God's Word on Sunday: The humble, meek are gifted with God’s grace

  • January 27, 2023

Fourth Sunday in Ordinary Time (Year A) Jan. 29 (Zephaniah 2:3; 3:12-13; Psalm 146; 1 Corinthians 1:26-31; Matthew 5:1-12)

The humble of the land are the foundation of God’s kingdom and the mortar that holds our world together. 

Humble in the Biblical sense did not mean self-abasement, timidity or a lousy self-image as it often does in our own culture. It described those who sought refuge in God rather than in power, wealth or forms of domination and exploitation. They lived and spoke the truth and sought unceasingly to do what is right. Rather than following the insatiable demands of ego, the humble guided their lives by being in harmony with the divine will. They were and still are rare birds indeed. We usually do not recognize them because they are not noisy, disruptive or violent.  

In the Old Testament, there is frequent reference to the anawim — the poor of the land — referring not so much to the economically poor but to the humble. The humble did not have recourse to the usual human means of self-assertion and obtaining justice. God alone was their protection and vindication. They were theologically significant in the Old Testament. 

Time after time, destruction and disaster overtook the people of Israel because of idolatry, injustice and sin. Cities were laid waste; the land was devastated; and the social order was swept away. The humble or anawim formed the remnant, and it was from them that God began the process of rebuilding the people and the nation. God rarely sought out or selected the powerful, mighty, influential and wealthy for the divine purpose. It was usually the lowly and least who were selected — the younger brothers, peasants, shepherds and those living on the margins of society. They were usually the ones whose hearts were closest to God. 

God’s choice of Mary to bear the Saviour should be seen in this context. She described her own humble status as one of the anawim and declared herself totally open to God’s will. As our own world continues to unravel in so many ways, the greatest response we can make is to be numbered among the humble of the land. It is from these many good, decent and compassionate people that God will build a new world on the ruins of the old.

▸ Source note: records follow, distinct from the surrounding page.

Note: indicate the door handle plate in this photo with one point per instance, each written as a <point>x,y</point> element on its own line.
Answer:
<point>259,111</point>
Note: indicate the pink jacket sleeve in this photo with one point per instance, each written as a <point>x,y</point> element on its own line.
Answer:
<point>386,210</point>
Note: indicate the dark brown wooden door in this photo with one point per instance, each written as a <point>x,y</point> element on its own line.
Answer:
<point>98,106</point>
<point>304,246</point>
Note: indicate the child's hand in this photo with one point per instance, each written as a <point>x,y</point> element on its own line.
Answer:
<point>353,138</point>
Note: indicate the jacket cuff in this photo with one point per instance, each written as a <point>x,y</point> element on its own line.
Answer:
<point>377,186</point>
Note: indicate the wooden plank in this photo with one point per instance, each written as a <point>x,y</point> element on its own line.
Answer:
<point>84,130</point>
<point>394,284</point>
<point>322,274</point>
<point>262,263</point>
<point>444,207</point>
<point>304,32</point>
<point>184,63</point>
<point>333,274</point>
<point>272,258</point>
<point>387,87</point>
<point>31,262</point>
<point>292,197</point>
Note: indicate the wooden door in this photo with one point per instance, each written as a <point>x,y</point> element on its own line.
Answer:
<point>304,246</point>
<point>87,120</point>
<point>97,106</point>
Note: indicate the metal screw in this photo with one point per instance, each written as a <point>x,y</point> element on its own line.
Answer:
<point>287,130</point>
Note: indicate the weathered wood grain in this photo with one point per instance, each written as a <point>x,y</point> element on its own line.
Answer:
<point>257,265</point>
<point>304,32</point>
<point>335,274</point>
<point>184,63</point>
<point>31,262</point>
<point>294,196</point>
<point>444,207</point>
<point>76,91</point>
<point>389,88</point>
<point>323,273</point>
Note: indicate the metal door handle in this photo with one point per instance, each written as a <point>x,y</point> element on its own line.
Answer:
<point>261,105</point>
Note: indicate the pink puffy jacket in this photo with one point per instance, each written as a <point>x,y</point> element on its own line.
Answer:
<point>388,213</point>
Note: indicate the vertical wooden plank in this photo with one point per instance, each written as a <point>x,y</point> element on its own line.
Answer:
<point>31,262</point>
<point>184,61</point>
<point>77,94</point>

God does not think much of human values or standards, so God chooses the lowly, weak and despised — at least in the eyes of the world. Jesus scandalized many people by those whom He befriended and called as followers. They were ordinary folk — and they had their share of human weaknesses and checkered backgrounds. But they also had hearts that were open and eager to serve God. When Jesus called, they responded and did not count the cost. No one had any “entitlement” to God’s favour, as God would make clear by these choices. The lowly were lifted up and gifted with the grace, wisdom and sanctity that comes from Christ alone.

The Beatitudes describe all of these qualities of the humble using different terms but with the same basic meaning. They describe everything that the world is not, and all of the principles that are ignored by many people. The poor in spirit are the humble anawim, and the meek are not weaklings but those who are gentle and non-violent. To hunger and thirst for righteousness as if it were our food and drink is a mark of one close to God’s heart. 

Mourning is the ability to feel empathy and compassion for those who suffer. The pure in heart focus with intensity on the values and principles of God rather than of humans. Mercy is the nature of God — to show mercy is to be godlike. Peacemaking is one of the most difficult but most rewarding and God-serving things that one can do. The Beatitudes come with a warning: living according to these principles will invite ridicule, resistance and even hostility. But these are signs that one is on the right track. 

The Beatitudes are all manifestations of God. The only one to reveal them perfectly in a human life was Jesus. For the rest of us, they are the goal towards which we grow and struggle. We are transformed — along with the world around us — to the degree that we live them out.